The Cinematic Skin: Tiada Esok Bagimu (1979)

In true 80s fashion, the film is painted in pastel hues of soft pink, blue, and orange tones to convey a collective cultural expression.

Media Theorist Marshall McLuhan wrote that societies are shaped more by the nature of the media with which they communicate than the content of their communication.

Filmographers far and wide have understood the efficacy of a cinematic medium, in exaggeration or hyperreality to convey narratives that critique the social, economic, and political implications of a nation. 

Anthropologist Terence S. Turner wrote, “Man is born naked but is everywhere in clothes (or their symbolic equivalents).” Bodily adornment, however frivolous a business it may appear to some, is for the culture, as Durkheim said of religion, la vie sériuse (a serious matter). Evident in subcultures like the goths and the punks, the dress is one of the most specialised in shaping and communicating personal and social identity.

Through these two statements, the point is clear: the homogeneity between film and costume to tell a story is an obvious one. Just as obvious, is Malaysia’s favorable film genre: Melodrama. A genre that through its fantastical imagery and expressive characters gives us a means of seeing and understanding the world of its time. Jins Shamsuddin’s Tiada Esok Bagimu is no stranger to that. Released during Malaysia’s peak liminality into modernity in the early 1980s, the film tackles the goals of westernisation while trying to keep in line with the Malay and Islamic National Identity. Like each shot in the movie, each dress is semiotic of the times presented.

In true 80s fashion, the film is painted in pastel hues of soft pink, blue, and orange tones to convey a collective cultural expression. Tiada Esok Bagimu projected a new image of glamour and beauty for Malaysia’s capital, Kuala Lumpur while critiquing the very structures of westernisation. The 1980s was a time for Malaysia’s growth on a global scale and the feminist ambition for an independent woman should be noted. However, the film Tiada Esok Bagimu stays true to its melodramatic roots where men and women are stereotyped into colour categories to convey their specific roles. The film’s main character Noraimy along with her female counterparts is often dressed in pink from the very first 5 minutes and later throughout. The men of the film namely her father and brother Amir are often dressed in blue perhaps to point out the blatant fact that they are men. Colour theory is common in semantics: pink is soft, gentle, and feminine while blue is stable and secure.

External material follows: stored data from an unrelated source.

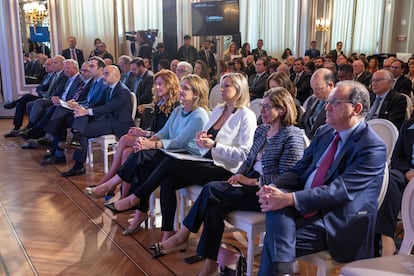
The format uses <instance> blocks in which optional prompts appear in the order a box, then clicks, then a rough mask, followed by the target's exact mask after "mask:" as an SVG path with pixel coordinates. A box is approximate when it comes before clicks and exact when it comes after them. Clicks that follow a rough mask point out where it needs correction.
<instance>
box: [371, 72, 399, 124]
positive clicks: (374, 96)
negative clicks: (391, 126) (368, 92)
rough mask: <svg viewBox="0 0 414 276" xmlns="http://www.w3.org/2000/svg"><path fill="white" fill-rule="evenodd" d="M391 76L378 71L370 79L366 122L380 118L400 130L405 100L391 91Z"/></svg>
mask: <svg viewBox="0 0 414 276" xmlns="http://www.w3.org/2000/svg"><path fill="white" fill-rule="evenodd" d="M393 83H394V81H393V76H392V74H391V72H390V71H387V70H384V69H382V70H378V71H376V72H375V73H374V75H373V76H372V79H371V87H372V92H374V95H373V97H372V98H371V108H370V110H369V111H368V115H367V118H366V120H371V119H376V118H381V119H386V120H389V121H391V122H392V123H393V124H394V125H395V126H396V127H397V129H400V127H401V125H402V123H403V122H404V120H405V111H406V108H407V100H406V99H405V97H404V96H403V95H401V94H400V93H399V92H397V91H396V90H395V89H392V85H393Z"/></svg>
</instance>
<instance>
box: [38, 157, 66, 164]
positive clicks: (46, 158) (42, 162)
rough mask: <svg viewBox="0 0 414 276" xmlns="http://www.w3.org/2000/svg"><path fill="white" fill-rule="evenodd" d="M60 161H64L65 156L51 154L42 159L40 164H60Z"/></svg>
mask: <svg viewBox="0 0 414 276" xmlns="http://www.w3.org/2000/svg"><path fill="white" fill-rule="evenodd" d="M61 163H66V157H65V156H62V157H57V156H56V155H52V156H50V157H49V158H45V159H43V160H42V162H40V165H42V166H45V165H53V164H61Z"/></svg>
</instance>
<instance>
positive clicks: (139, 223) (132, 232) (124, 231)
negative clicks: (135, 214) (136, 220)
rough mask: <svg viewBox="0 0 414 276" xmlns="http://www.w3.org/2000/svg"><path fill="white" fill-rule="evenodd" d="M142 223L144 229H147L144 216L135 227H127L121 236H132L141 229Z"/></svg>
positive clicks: (147, 226)
mask: <svg viewBox="0 0 414 276" xmlns="http://www.w3.org/2000/svg"><path fill="white" fill-rule="evenodd" d="M143 222H144V223H145V228H148V215H147V216H145V217H144V218H142V219H141V221H140V222H138V224H137V227H134V228H132V227H131V226H129V227H128V228H127V229H125V231H124V232H122V235H124V236H129V235H132V234H134V233H136V232H138V231H139V230H141V229H142V228H141V224H142V223H143Z"/></svg>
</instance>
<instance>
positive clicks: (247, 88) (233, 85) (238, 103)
mask: <svg viewBox="0 0 414 276" xmlns="http://www.w3.org/2000/svg"><path fill="white" fill-rule="evenodd" d="M226 78H229V79H231V81H232V83H233V86H234V87H235V88H236V90H237V92H236V95H235V96H234V98H233V100H234V103H233V106H234V107H235V108H239V107H243V106H245V107H249V106H250V94H249V84H248V83H247V79H246V77H245V76H243V75H242V74H240V73H227V74H224V75H223V76H222V77H221V78H220V83H223V81H224V79H226Z"/></svg>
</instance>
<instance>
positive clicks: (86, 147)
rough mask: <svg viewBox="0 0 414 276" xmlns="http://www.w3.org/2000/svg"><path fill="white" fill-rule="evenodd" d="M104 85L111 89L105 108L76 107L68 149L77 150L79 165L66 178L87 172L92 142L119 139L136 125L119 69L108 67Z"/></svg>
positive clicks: (104, 79) (111, 67)
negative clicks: (131, 128) (86, 164)
mask: <svg viewBox="0 0 414 276" xmlns="http://www.w3.org/2000/svg"><path fill="white" fill-rule="evenodd" d="M103 78H104V83H105V84H106V85H107V86H108V91H107V95H108V96H107V99H106V103H105V104H104V105H101V106H98V107H96V108H84V107H82V106H79V107H77V108H75V110H74V114H75V120H74V122H73V126H72V129H73V138H72V142H71V143H69V144H66V147H71V148H74V149H76V150H75V153H74V154H73V160H75V165H74V166H73V167H72V168H71V169H70V170H69V171H67V172H63V173H62V176H64V177H70V176H74V175H79V174H83V173H85V168H84V166H83V164H84V162H85V161H86V155H87V152H88V139H89V138H94V137H99V136H101V135H105V134H114V135H115V136H117V137H118V138H120V137H121V136H122V135H124V134H126V133H127V132H128V130H129V128H130V127H132V126H134V121H133V120H132V116H131V114H132V100H131V94H130V92H129V89H128V87H126V86H125V85H124V84H123V83H122V82H120V79H121V73H120V72H119V69H118V67H116V66H113V65H108V66H106V67H105V69H104V71H103Z"/></svg>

Using colour theory to dissect the meaning of each clothing, we also see the colours of Islam show themselves through pinnacle moments of the film: when Noraimy wears a green dress in her first scenes to proclaim herself as a gift from God brought to bring her father happiness and a second chance after the killing of his first daughter, also ‘Noraimy’. We see Amir wearing yellow for the first time when he goes to comfort his sister who has run away from home after a series of terrible events (finding out she’s adopted, being raped, and the subsequent break up with her fiance), through a western lens it could be alike to greeting a sick friend with yellow flowers. Noraimy wearing red getting out of her red car when she learns that she is an adopted child– red signifies courage and bravery.  

As the film progresses, its attempt to reveal the weaknesses of the Malaysian upper class (a family of lawyers, architects, and a minister) is evident. At the beginning of the film, we see Ghazlan sporting a shirt and trousers when the secretaries at his office make a comment about him always staying late at work. He later arrives home for his daughter Noraimy’s birthday and accidentally reverses his car on to her––a critique of his mixed priorities, westernised lifestyle, and neglect of tradition that has resulted in an unfortunate event. 

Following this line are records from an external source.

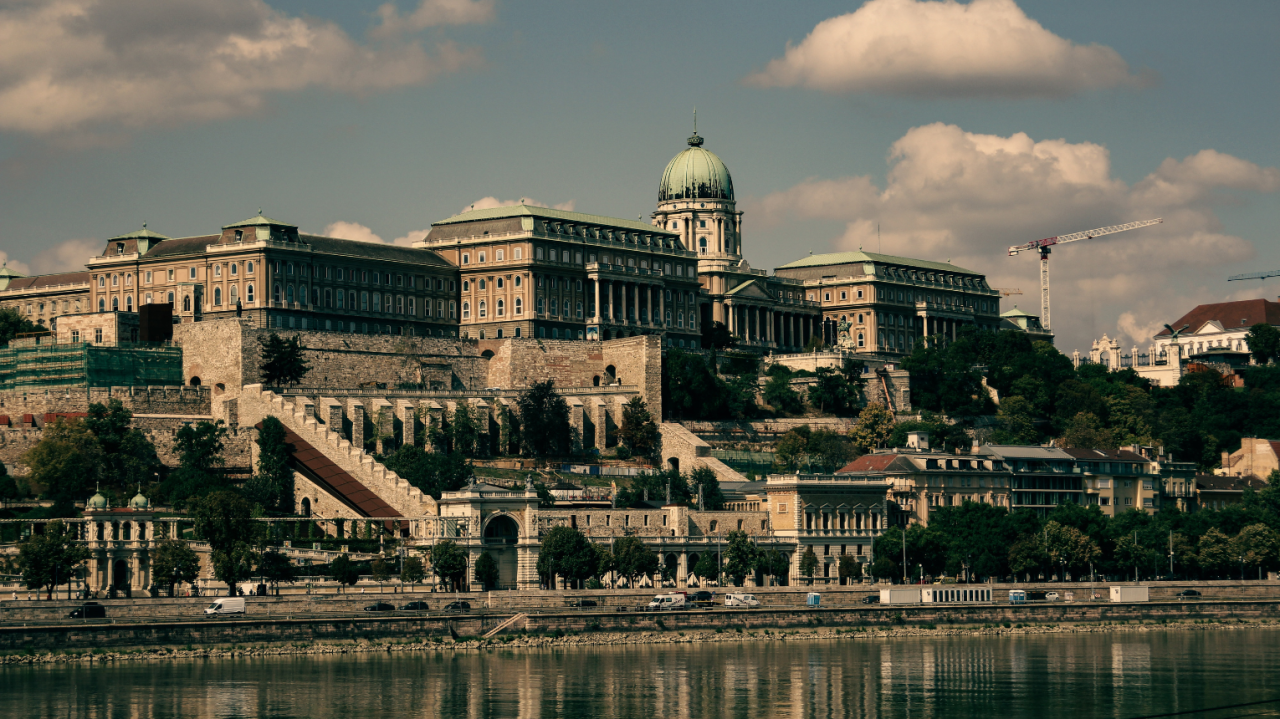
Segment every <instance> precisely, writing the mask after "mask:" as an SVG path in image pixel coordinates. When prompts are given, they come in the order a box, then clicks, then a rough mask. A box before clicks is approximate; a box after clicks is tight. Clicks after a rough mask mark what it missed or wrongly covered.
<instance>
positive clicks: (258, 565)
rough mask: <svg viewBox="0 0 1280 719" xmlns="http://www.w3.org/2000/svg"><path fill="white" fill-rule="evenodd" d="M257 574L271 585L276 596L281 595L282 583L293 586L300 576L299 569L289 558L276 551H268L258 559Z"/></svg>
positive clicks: (261, 554)
mask: <svg viewBox="0 0 1280 719" xmlns="http://www.w3.org/2000/svg"><path fill="white" fill-rule="evenodd" d="M257 573H259V576H261V577H262V578H264V580H265V581H266V583H269V585H271V589H273V590H275V594H276V595H279V594H280V582H284V583H287V585H292V583H293V582H294V581H296V580H297V576H298V571H297V567H294V565H293V562H291V560H289V558H288V557H285V555H284V554H280V553H279V551H276V550H275V549H268V550H266V551H264V553H262V554H260V555H259V558H257Z"/></svg>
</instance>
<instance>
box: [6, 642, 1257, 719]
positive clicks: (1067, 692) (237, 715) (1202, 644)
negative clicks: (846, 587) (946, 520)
mask: <svg viewBox="0 0 1280 719" xmlns="http://www.w3.org/2000/svg"><path fill="white" fill-rule="evenodd" d="M1276 640H1280V632H1276V631H1275V629H1270V628H1268V629H1208V631H1169V632H1115V633H1103V632H1098V633H1080V635H1073V633H1064V635H1030V636H1005V637H966V636H965V637H897V638H838V640H812V641H786V642H778V641H774V642H764V641H760V642H709V644H698V645H632V646H599V647H572V649H557V650H502V649H495V650H486V651H457V652H452V651H440V652H397V654H348V655H314V656H288V658H265V659H207V660H168V661H150V663H143V661H138V663H118V664H110V665H84V664H76V665H29V667H14V665H10V667H8V668H0V718H5V719H15V718H27V716H32V718H50V719H52V718H59V719H61V718H129V719H150V718H169V716H183V718H220V716H270V718H276V716H301V718H308V719H326V718H342V719H366V718H383V716H393V718H416V716H422V718H435V716H444V718H454V716H458V718H462V716H466V718H506V716H529V718H540V716H545V718H552V716H573V718H576V716H620V718H631V716H634V718H646V719H649V718H660V719H676V718H686V716H690V718H694V716H696V718H701V716H723V718H735V719H737V718H744V719H745V718H755V716H760V718H765V716H769V718H773V716H823V718H827V716H829V718H837V716H840V718H844V716H870V718H897V716H919V718H932V716H946V718H947V719H965V718H970V716H972V718H983V719H993V718H1019V716H1032V718H1034V719H1050V718H1056V716H1064V718H1065V716H1070V718H1073V719H1074V718H1092V716H1107V718H1134V716H1147V715H1155V714H1167V713H1175V711H1183V713H1187V711H1193V710H1203V709H1210V707H1222V706H1228V705H1240V704H1244V702H1256V701H1263V700H1272V699H1280V642H1277V641H1276ZM1277 710H1280V702H1276V704H1267V705H1256V706H1248V707H1239V709H1234V710H1217V711H1207V713H1199V711H1197V713H1194V714H1185V715H1187V716H1194V718H1204V719H1217V718H1226V716H1244V715H1249V716H1258V715H1270V716H1275V715H1280V714H1276V711H1277Z"/></svg>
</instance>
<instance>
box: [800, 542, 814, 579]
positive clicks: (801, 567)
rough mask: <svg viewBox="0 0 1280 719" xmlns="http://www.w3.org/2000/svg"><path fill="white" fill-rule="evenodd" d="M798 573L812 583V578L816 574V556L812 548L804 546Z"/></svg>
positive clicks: (810, 547) (807, 546)
mask: <svg viewBox="0 0 1280 719" xmlns="http://www.w3.org/2000/svg"><path fill="white" fill-rule="evenodd" d="M800 573H801V574H804V576H805V577H808V578H809V583H810V585H812V583H813V576H814V574H817V573H818V555H817V554H814V553H813V546H806V548H805V550H804V554H801V555H800Z"/></svg>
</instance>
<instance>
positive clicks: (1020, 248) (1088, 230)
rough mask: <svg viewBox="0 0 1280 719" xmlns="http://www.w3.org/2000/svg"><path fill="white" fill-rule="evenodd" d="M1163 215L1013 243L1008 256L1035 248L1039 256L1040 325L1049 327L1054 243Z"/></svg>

Later, throughout the movie, after he goes blind as a punishment from God for his mistake, he goes back to a more traditional dress. He even lectures his son (who’s wearing flared trousers and a tucked-in flowy shirt) on the importance of sticking to a national architectural design etiquette instead of adopting a modern one near the end of the film. His glamorously dressed daughter on the other hand, who sports 80s trends of almost there eyebrows, striking shimmery eyeshadow, and bold pink lips, gets raped many times throughout her life but more central to the film, by a minister at a party whose priorities, like her father, in the beginning, are also adrift.

The last 30 minutes of the film brings Noraimy to a Kampong in Taiping, a less-developed site in Malaysia. The end scene shows Noiramy in an Islamic dress making a revelation about her life and shows her willingness to give up her life as a daughter from a rich family for a traditional life in a poorer one. The scene again, emphasizes the superfluous nature of wealth and modernization without faith and tradition.